Another interesting twist on our relationship between microbes and ourselves has come from studies on the relationship between microbes that we have come to regard as beneficial “commensals” and the innate immune system (3, 9). In general, commensals, such a Lactobacilli, are resistant to endogenous antimicrobial peptides. However, they themselves induce expression of antimicrobial peptides. Their presence can keep the epithelial defense system chronically on guard. The microbes that initially populate the epithelial surfaces in newborns might play a role in stimulating the innate system.

The report by Yoshio et al. explores the antimicrobial properties of vernix caseosa, the creamy white substance that covers the skin of term babies. Vernix is a greasy hydrophilic substance that has long been regarded as a protective barrier of some sort, notably as an emollient-like agent. Recent studies have suggested that vernix has antimicrobial activity and could be providing a fetus with a “protective shield” while in utero or in preparation for its eventual entry into a microbially hostile world.

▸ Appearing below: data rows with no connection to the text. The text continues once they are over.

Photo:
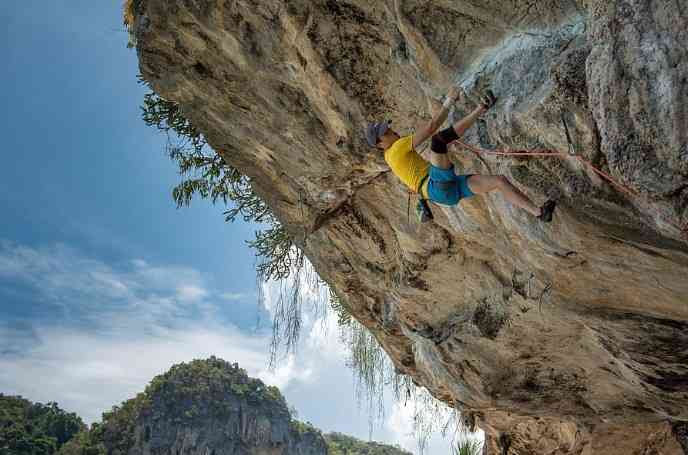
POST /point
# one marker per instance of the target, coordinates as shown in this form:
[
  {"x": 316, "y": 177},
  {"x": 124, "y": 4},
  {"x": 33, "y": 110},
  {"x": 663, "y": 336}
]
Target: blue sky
[{"x": 103, "y": 281}]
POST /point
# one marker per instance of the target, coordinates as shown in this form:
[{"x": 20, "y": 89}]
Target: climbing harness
[
  {"x": 572, "y": 154},
  {"x": 423, "y": 211}
]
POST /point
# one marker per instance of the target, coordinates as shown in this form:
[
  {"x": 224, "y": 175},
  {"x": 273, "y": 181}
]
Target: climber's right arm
[{"x": 425, "y": 132}]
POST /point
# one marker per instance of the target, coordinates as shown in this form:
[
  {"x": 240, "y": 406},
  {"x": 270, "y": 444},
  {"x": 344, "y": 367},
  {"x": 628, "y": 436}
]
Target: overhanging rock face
[{"x": 563, "y": 338}]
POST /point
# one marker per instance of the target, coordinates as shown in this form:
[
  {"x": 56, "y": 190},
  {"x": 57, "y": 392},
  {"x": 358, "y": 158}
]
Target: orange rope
[{"x": 623, "y": 188}]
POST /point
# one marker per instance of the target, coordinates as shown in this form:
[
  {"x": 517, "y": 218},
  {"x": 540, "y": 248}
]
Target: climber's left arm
[{"x": 425, "y": 132}]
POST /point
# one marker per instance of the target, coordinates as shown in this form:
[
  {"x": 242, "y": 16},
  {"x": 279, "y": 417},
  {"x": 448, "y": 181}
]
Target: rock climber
[{"x": 436, "y": 181}]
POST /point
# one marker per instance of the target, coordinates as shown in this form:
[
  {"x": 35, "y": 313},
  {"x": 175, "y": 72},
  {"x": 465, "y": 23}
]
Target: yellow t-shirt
[{"x": 406, "y": 163}]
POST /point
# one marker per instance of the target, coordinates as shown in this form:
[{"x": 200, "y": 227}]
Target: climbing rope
[{"x": 553, "y": 153}]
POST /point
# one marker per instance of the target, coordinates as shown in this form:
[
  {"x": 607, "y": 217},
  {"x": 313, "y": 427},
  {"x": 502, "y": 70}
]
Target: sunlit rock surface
[{"x": 563, "y": 338}]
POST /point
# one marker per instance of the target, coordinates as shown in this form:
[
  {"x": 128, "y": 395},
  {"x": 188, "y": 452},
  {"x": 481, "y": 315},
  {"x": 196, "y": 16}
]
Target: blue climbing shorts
[{"x": 447, "y": 188}]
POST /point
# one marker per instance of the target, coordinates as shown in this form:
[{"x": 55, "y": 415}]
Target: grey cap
[{"x": 375, "y": 131}]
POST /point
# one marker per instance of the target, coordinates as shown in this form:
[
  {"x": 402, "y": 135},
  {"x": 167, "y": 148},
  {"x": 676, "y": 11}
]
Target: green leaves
[
  {"x": 34, "y": 429},
  {"x": 468, "y": 446}
]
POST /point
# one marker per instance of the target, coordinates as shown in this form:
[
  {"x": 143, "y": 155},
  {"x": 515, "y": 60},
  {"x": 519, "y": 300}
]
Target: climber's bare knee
[{"x": 440, "y": 160}]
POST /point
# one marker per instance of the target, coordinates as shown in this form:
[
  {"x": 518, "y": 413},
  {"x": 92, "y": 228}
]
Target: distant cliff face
[
  {"x": 561, "y": 338},
  {"x": 211, "y": 407},
  {"x": 205, "y": 407}
]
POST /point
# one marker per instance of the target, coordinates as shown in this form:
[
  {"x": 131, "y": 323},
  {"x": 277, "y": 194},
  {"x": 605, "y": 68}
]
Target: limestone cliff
[
  {"x": 562, "y": 338},
  {"x": 205, "y": 407}
]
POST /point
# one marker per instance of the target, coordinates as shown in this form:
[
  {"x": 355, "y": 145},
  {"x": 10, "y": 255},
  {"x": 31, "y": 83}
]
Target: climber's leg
[{"x": 481, "y": 184}]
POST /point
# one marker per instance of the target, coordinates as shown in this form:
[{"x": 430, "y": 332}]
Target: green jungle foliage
[
  {"x": 186, "y": 392},
  {"x": 468, "y": 447},
  {"x": 34, "y": 429},
  {"x": 205, "y": 173},
  {"x": 340, "y": 444}
]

In this study, Yoshio et al. collected vernix, extracted the constituent peptides, and identified the presence of antimicrobial peptides. The unfractionated proteinaceous extract of vernix exhibited activity against a Gram-positive microbe and a fungal microbe, Candida albicans. Antimicrobial peptides identified in vernix included alpha defensins and LL-37. Yoshio et al. suggest that vernix provides a layer of antimicrobial defense for the infant after delivery.

Several intriguing issues are provoked by this study. Does the vernix protect the fetus from subclinical intrauterine infections, while in utero? Which tissue contributes to the antimicrobial peptides present in vernix? Does variation in the expression of these peptides occur normally, and is it correlated with susceptibility to intrauterine or perinatal infection? It is curious that the mucous plug that forms at the os of the cervix contains many of the same peptides present in vernix (10), suggesting that both vernix and the mucous plug have been designed to defend against specific microorganisms. What might these organisms be? Can the physical and chemical properties of the vernix be duplicated in the synthetic laboratory and serve a therapeutic purpose in the treatment or prevention of disease? What is the physical structure of the vernix on the surface of the fetus? Is it a stratified, physically structured and organized covering, with peptides highly concentrated within a narrow discrete layer? Vernix itself has potent inflammatory properties, as evidenced by numerous reports of vernix-associated maternal peritonitis (11). Might vernix have a proinflammatory role in the fetus, acting as an inducer of fetal epithelial defensin expression before birth? Indeed, recent studies suggest that the newborn's skin expresses high levels of beta defensins and LL-37, at levels much higher than found in normal healthy adult skin (R. Gallo, personal communication). Many wonderful questions are provoked by this simple study of a film that we wipe from the skin of the newborn baby. Like birth itself, vernix is another miracle.